Don’t Let Your Good Friend Down - Life Lessons From Demas

Day 2 of 5 • This day’s reading


Demas abandoned Paul in his time of need

Demas began well. Four or five years earlier, during the earlier imprisonment, Paul refers to Demas as a “fellow worker” in the gospel (Colossians 4:14, Philemon 1:24).

Paul is now writing in prison. He is chained up. He knows it’s near the end of his life. He says that everyone has abandoned and deserted him and now he’s at this point where he feels isolated and alone. His team has basically been broken up and spread out. The only one that is left is Luke, the physician. Lastly, he says, “For Demas, in love with this present world, has deserted me and gone to Thessalonica.”(2 Timothy 4:10)

That’s a pretty strong indictment. In one sentence, we have the person’s name, we have the fact that he was in love with this present world, and that he abandons his pastor, his missionary, his friend.

The Greek verb used in the original implies that Demas had not merely left Paul but had left him “in the lurch”; that is, Demas had abandoned Paul in a time of need.

The Greek word ‘forsaken’ (egkataleipo) means ‘to abandon, desert, leave in straits, leave helpless, leave in the lurch, let one down’ The apostle was in prison, facing a death sentence, and that’s when Demas chose to set sail. Undoubtedly, Paul was deeply let down by Demas. It’s never easy to see a friend and associate in whom you’ve placed your trust forsake you in the midst of hardship. Paul felt hurt and disappointed. 

Notice that he didn't say Demas has forsaken the Lord, even though he certainly had. He didn't say Demas had forsaken the work, which is what he said when John Mark abandoned him and Barnabas in Acts chapter 13. He said, "Demas has forsaken me." Paul didn't have many friends at that time in his life. Demas was one of the few he trusted and cared for. That must have meant a lot to a man locked up in prison for years. And Demas dumped him for the world's pleasures. As you read Paul's words, you don't hear anger or condemnation, but rather you hear disappointment, and maybe some heartbreak. 

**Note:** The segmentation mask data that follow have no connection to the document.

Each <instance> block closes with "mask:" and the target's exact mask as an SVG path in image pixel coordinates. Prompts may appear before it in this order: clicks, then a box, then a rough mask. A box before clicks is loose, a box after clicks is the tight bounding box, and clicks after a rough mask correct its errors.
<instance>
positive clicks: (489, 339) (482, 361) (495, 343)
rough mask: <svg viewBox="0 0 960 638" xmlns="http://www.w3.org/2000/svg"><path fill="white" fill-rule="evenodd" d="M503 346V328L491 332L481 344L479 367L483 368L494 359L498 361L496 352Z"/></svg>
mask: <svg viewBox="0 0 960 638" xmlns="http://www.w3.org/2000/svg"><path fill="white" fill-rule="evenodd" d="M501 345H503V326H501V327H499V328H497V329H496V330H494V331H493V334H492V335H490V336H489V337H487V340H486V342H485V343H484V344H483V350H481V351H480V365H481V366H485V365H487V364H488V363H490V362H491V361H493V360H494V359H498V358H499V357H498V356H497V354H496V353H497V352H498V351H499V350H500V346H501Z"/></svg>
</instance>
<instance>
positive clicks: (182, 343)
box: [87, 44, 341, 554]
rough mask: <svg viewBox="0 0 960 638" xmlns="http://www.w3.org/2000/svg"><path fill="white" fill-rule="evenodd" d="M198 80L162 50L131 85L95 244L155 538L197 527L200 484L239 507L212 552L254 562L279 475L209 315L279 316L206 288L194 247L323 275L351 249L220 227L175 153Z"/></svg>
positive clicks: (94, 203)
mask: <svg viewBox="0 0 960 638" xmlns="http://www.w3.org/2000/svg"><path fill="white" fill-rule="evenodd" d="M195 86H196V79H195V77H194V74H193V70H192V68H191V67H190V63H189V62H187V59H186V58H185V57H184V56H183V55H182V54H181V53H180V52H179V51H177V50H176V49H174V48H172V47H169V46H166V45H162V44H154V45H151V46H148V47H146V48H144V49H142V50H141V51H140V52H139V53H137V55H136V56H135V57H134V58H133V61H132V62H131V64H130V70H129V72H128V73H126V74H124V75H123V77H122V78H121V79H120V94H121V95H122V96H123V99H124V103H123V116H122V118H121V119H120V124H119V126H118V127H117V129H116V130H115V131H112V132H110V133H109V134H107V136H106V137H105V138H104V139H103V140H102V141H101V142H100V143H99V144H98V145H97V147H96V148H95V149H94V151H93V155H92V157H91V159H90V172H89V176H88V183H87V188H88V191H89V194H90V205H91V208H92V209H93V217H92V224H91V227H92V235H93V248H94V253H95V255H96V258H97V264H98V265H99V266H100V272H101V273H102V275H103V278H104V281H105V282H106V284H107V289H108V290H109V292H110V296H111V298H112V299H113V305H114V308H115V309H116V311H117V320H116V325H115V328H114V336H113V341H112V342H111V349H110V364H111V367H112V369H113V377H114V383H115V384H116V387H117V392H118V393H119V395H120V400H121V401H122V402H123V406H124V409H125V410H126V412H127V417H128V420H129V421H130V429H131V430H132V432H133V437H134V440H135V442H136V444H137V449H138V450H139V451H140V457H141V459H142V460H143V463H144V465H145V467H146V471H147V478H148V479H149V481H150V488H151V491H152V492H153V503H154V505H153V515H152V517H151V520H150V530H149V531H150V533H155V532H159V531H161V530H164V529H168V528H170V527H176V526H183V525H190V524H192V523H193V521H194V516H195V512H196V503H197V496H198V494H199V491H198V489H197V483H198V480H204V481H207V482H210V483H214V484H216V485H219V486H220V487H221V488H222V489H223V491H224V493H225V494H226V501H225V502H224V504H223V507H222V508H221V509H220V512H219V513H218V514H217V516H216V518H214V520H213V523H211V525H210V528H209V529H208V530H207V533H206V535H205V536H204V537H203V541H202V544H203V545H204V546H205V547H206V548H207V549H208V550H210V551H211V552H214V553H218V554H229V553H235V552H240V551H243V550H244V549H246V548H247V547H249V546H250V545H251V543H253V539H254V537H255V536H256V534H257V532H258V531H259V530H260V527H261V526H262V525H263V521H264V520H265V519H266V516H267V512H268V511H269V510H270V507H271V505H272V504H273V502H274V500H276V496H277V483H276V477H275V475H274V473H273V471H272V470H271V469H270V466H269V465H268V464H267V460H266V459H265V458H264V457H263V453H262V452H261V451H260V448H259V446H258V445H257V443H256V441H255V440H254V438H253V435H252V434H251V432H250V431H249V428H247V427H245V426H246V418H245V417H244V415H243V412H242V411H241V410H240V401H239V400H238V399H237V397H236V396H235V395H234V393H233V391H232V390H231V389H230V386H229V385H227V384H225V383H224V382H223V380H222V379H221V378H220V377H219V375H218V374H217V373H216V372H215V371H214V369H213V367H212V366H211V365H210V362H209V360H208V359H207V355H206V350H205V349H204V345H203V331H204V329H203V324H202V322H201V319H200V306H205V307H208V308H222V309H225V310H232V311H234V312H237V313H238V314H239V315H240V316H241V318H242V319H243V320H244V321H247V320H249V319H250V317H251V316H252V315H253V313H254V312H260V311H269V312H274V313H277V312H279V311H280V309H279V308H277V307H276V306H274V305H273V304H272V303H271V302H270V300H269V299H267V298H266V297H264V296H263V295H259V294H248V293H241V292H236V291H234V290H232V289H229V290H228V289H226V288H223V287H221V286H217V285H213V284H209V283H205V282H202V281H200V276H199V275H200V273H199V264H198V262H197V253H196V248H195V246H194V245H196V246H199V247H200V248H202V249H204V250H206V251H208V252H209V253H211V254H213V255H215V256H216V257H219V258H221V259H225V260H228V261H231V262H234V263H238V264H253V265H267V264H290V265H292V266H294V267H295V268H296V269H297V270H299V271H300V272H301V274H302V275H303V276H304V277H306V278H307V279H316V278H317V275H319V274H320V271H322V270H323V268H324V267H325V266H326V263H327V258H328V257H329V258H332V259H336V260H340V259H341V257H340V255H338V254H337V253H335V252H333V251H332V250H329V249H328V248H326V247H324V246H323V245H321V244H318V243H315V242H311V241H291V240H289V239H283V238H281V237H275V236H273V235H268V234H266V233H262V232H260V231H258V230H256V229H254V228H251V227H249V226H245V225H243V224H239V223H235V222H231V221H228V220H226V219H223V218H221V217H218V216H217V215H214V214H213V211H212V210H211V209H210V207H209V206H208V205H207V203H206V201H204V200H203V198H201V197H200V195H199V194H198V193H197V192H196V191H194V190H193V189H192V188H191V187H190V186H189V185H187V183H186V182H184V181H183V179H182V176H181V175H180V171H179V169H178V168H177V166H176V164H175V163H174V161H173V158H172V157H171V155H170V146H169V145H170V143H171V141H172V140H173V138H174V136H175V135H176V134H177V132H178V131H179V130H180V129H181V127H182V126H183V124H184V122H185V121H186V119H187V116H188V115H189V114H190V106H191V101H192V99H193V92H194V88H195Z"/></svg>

No one likes it when a friend abandons you. Some might say that a situation like Demas' shouldn't hurt as much as other failed friendships, because he wasn't rejecting Paul, but God. Most Christians would say it will hurt more than other failed friendships, because not only do you lose a friend, you also know that your friend is choosing a bad path that's going to hurt him, and you hate to see a friend do that. You hurt for yourself, and you also hurt for your friend, because it's just a matter of time before he ends up a lot worse off than he used to be. You want God's best for that friend, and you can plainly see that he is not going to find God's best on the road he's on. It hurts.

Have you had a close friend in the past who abandoned you, just when you needed them? 

Quote: “There can be no deep disappointment where there is not deep love.” ― Martin Luther King, Jr.

Prayer: Lord I pray that You will help me not to let anyone down, especially those that love me.”